"You have offered him a reasonable sum for it," Phineas Duge said, "and he declines to sell. Very well, what do you propose to do?"
"It was stolen from you," Weiss said. "He may justly decline to treat with us; but it is your property, and you have a right to it."
"You propose, then?" Phineas Duge asked.
"That you should catch the Kaiserin to London to-morrow," Higgins said, "and find out this man Vine. The rest we are content to leave with you, but I think that if you try you will get it."
Phineas Duge sat quite still for several moments. He sipped his wine thoughtfully, threw his cigar, which had gone out, into the fire, and lit a cigarette. He appreciated the force of the suggestion, and a trip to Europe was by no means distasteful to him, but he was not a man to decide upon anything of this sort without reflection.

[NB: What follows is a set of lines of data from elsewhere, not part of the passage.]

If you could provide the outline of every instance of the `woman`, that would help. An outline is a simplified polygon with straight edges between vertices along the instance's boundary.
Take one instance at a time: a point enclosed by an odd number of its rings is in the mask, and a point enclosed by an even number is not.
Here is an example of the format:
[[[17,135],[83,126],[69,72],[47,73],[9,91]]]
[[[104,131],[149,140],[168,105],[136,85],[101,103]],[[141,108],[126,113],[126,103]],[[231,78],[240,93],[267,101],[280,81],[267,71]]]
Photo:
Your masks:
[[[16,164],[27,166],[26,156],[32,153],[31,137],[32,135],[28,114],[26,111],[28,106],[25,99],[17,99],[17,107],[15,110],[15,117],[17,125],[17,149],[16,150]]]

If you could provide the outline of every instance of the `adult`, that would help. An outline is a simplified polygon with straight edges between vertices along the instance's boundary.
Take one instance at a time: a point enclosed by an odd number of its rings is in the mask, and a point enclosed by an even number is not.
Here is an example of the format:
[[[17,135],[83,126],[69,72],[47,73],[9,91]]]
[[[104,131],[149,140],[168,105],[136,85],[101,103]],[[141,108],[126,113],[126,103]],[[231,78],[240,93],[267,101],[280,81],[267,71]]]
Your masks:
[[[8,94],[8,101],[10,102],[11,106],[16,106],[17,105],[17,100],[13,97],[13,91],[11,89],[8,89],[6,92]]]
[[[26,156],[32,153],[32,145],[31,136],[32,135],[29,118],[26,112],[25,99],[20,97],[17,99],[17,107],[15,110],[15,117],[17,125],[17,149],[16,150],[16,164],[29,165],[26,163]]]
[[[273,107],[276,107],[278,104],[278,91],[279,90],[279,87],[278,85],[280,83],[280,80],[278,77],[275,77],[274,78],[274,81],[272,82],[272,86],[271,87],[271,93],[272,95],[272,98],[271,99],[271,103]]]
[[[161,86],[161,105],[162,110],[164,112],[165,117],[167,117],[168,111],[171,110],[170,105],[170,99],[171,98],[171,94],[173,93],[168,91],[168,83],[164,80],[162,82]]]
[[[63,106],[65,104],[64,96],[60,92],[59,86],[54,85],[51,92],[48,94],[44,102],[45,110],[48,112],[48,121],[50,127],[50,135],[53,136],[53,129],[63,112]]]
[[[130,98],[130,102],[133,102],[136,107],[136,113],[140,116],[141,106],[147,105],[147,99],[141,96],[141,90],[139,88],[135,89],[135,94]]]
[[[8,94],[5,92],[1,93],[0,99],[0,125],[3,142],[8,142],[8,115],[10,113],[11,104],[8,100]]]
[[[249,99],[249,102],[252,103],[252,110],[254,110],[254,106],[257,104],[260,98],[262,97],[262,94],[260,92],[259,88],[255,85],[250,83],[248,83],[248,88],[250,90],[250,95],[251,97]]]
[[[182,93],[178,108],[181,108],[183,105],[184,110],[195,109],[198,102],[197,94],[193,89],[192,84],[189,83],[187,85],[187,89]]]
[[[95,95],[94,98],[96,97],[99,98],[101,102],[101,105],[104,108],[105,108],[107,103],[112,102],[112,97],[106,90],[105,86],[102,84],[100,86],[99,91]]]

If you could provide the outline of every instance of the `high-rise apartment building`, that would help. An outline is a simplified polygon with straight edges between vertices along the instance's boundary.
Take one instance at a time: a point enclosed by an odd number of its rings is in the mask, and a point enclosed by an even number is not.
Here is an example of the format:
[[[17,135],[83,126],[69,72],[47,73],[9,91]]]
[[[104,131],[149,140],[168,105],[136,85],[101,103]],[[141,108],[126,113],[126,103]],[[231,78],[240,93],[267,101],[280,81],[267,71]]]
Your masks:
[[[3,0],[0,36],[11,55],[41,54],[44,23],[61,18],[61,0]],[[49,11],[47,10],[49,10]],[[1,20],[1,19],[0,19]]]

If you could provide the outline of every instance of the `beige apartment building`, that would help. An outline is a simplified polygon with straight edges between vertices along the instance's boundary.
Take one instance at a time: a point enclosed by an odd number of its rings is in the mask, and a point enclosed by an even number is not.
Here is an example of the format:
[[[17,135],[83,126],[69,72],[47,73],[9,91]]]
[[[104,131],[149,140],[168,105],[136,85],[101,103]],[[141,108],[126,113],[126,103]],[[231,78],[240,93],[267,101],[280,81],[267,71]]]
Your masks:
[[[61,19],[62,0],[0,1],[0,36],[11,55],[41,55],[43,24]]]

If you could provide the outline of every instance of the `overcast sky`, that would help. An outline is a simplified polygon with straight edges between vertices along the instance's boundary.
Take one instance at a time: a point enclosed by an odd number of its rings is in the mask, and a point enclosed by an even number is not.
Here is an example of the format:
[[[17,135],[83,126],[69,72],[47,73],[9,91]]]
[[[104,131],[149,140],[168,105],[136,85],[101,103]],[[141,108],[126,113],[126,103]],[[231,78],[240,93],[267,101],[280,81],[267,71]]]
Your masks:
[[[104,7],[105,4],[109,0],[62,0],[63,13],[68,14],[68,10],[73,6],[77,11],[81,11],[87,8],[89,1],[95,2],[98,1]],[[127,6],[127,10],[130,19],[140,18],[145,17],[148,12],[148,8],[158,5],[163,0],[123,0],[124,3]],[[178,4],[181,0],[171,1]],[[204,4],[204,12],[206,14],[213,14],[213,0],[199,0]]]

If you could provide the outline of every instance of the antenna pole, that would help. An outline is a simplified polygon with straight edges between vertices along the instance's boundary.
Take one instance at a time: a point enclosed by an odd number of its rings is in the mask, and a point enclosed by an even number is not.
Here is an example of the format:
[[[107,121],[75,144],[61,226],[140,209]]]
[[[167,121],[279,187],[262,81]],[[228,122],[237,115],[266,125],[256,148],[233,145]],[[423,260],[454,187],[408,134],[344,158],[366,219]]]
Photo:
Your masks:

"A week ago," he said softly, "even a day ago, and my absence from New York would have meant ruin. If I leave the country to-morrow, and trust myself upon the ocean for six days, what guarantee have I that you will keep to any arrangement which we might make to-morrow?"
"We will sign affidavits," Weiss declared, "that we will not, directly or indirectly, enter into any operations in any one of our stocks during your absence, except for your profit as well as our own. We will execute a deed of partnership as regards any transactions which we might enter into during your absence."
Phineas Duge nodded thoughtfully.
"I suppose," he said, "we might be able to fix things up that way. I should be glad enough to get the paper back again, but Vine is not an easy man to deal with, and he is pleased to call himself my enemy."
"The men who have called themselves that," Higgins remarked grimly, "have generally been sorry for it."